DMA-KWS framework achieves 97.85% AUC for custom wake words
New system adapts with only 187k parameters and works across speakers.
A new paper from Zhiqi Ai and colleagues at Shanghai University presents DMA-KWS, a robust framework for user-defined keyword spotting. The system tackles three persistent challenges: confusing similar-sounding words, inconsistent performance across different speakers, and high data requirements for reliable wake-word detection. DMA-KWS employs a dual-stage matching pipeline: first, CTC (Connectionist Temporal Classification) decoding with streaming phoneme search locates candidate segments; then, a QbyT (Query-by-Text) with phoneme matcher performs fine-grained verification. This two-step process dramatically improves discrimination of confusable keywords.
For personalization, DMA-KWS uses multi-modal enrollment—fusing user-specific speech with text embeddings—which consistently outperforms text-only enrollment in speaker-dependent settings. The framework also includes a parameter-efficient continual adaptation mechanism that updates only 187k parameters using synthetic and real data, making it ideal for on-device use. On the LibriPhrase Hard subset, DMA-KWS achieves state-of-the-art performance with 97.85% AUC and 6.13% Equal Error Rate. The paper, accepted by IEEE/ACM Transactions on Audio, Speech, and Language Processing (TASLP), includes 14 pages of detailed experiments and analysis.

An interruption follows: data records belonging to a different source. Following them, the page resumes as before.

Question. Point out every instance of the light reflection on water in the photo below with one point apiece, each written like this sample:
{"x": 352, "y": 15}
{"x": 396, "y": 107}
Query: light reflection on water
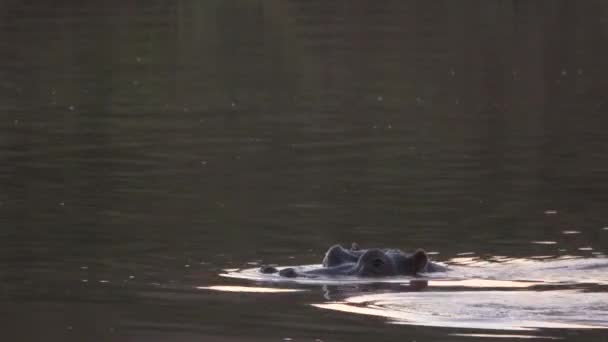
{"x": 495, "y": 310}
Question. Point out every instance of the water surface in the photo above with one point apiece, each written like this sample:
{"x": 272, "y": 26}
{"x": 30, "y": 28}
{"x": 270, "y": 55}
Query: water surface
{"x": 147, "y": 147}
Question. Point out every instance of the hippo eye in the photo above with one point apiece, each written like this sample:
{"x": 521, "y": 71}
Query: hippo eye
{"x": 377, "y": 262}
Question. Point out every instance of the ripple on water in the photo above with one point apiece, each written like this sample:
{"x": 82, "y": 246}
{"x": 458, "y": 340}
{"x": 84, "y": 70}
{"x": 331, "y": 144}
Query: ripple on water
{"x": 497, "y": 310}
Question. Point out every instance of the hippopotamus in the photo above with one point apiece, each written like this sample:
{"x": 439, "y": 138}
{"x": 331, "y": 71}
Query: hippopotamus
{"x": 373, "y": 262}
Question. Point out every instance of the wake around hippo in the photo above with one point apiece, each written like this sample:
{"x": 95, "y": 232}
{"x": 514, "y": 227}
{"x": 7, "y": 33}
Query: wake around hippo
{"x": 339, "y": 261}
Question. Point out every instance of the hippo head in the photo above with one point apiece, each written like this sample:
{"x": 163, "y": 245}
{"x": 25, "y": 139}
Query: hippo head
{"x": 377, "y": 263}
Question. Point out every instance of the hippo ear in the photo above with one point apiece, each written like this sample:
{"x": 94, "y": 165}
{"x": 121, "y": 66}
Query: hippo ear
{"x": 419, "y": 259}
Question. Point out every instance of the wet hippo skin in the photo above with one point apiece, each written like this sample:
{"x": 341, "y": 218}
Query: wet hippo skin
{"x": 374, "y": 262}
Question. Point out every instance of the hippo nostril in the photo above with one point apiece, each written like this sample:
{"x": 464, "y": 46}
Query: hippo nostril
{"x": 377, "y": 263}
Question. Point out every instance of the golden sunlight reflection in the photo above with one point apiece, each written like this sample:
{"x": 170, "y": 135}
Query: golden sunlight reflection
{"x": 497, "y": 310}
{"x": 477, "y": 283}
{"x": 251, "y": 289}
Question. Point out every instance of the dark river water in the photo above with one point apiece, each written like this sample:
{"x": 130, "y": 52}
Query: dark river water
{"x": 148, "y": 146}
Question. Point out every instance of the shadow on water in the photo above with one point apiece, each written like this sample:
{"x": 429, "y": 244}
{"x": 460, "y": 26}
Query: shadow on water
{"x": 145, "y": 146}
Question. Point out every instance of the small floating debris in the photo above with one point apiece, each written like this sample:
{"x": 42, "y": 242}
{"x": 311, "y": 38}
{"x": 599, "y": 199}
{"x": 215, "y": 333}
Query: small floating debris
{"x": 250, "y": 289}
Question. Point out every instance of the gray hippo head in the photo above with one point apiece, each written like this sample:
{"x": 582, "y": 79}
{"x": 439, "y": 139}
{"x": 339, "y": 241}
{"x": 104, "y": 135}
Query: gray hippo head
{"x": 375, "y": 262}
{"x": 380, "y": 263}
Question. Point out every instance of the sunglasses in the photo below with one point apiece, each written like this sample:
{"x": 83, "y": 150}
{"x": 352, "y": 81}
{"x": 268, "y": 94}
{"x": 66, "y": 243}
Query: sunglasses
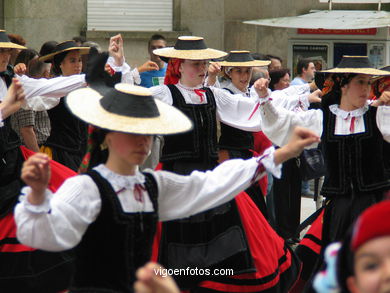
{"x": 5, "y": 50}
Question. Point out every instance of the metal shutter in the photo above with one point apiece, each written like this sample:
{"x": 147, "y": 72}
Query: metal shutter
{"x": 129, "y": 15}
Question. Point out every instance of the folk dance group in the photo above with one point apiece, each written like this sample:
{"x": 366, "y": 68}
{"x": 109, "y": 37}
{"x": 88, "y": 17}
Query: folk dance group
{"x": 97, "y": 230}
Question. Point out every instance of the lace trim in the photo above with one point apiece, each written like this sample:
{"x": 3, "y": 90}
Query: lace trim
{"x": 122, "y": 181}
{"x": 345, "y": 114}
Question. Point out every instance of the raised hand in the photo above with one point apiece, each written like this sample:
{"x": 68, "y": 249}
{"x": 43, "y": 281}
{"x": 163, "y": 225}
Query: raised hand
{"x": 384, "y": 99}
{"x": 261, "y": 87}
{"x": 315, "y": 97}
{"x": 13, "y": 100}
{"x": 300, "y": 138}
{"x": 20, "y": 68}
{"x": 148, "y": 66}
{"x": 115, "y": 48}
{"x": 36, "y": 174}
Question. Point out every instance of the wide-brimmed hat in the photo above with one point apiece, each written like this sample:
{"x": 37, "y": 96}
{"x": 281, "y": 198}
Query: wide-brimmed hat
{"x": 63, "y": 47}
{"x": 127, "y": 108}
{"x": 6, "y": 43}
{"x": 191, "y": 48}
{"x": 242, "y": 59}
{"x": 349, "y": 65}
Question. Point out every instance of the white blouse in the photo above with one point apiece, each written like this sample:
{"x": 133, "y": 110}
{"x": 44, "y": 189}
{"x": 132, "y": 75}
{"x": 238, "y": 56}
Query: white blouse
{"x": 60, "y": 222}
{"x": 278, "y": 123}
{"x": 294, "y": 98}
{"x": 233, "y": 110}
{"x": 229, "y": 85}
{"x": 42, "y": 94}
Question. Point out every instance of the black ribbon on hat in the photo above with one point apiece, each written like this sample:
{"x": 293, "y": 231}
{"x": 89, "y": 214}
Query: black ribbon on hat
{"x": 4, "y": 38}
{"x": 239, "y": 57}
{"x": 131, "y": 105}
{"x": 197, "y": 44}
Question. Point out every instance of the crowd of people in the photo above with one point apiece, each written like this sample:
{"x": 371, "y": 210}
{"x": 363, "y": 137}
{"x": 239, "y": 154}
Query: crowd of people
{"x": 190, "y": 162}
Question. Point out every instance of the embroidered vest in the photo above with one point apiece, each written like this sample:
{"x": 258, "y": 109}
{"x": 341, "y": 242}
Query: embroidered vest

- Dual-stage matching (CTC + QbyT phoneme verification) cuts confusion between similar keywords
- Multi-modal enrollment fuses user speech and text, boosting speaker-dependent accuracy
- Lightweight adaptation uses only 187k parameters, enabling on-device deployment
Why It Matters
Enables personalized, low-cost wake-word recognition for smart assistants and voice interfaces.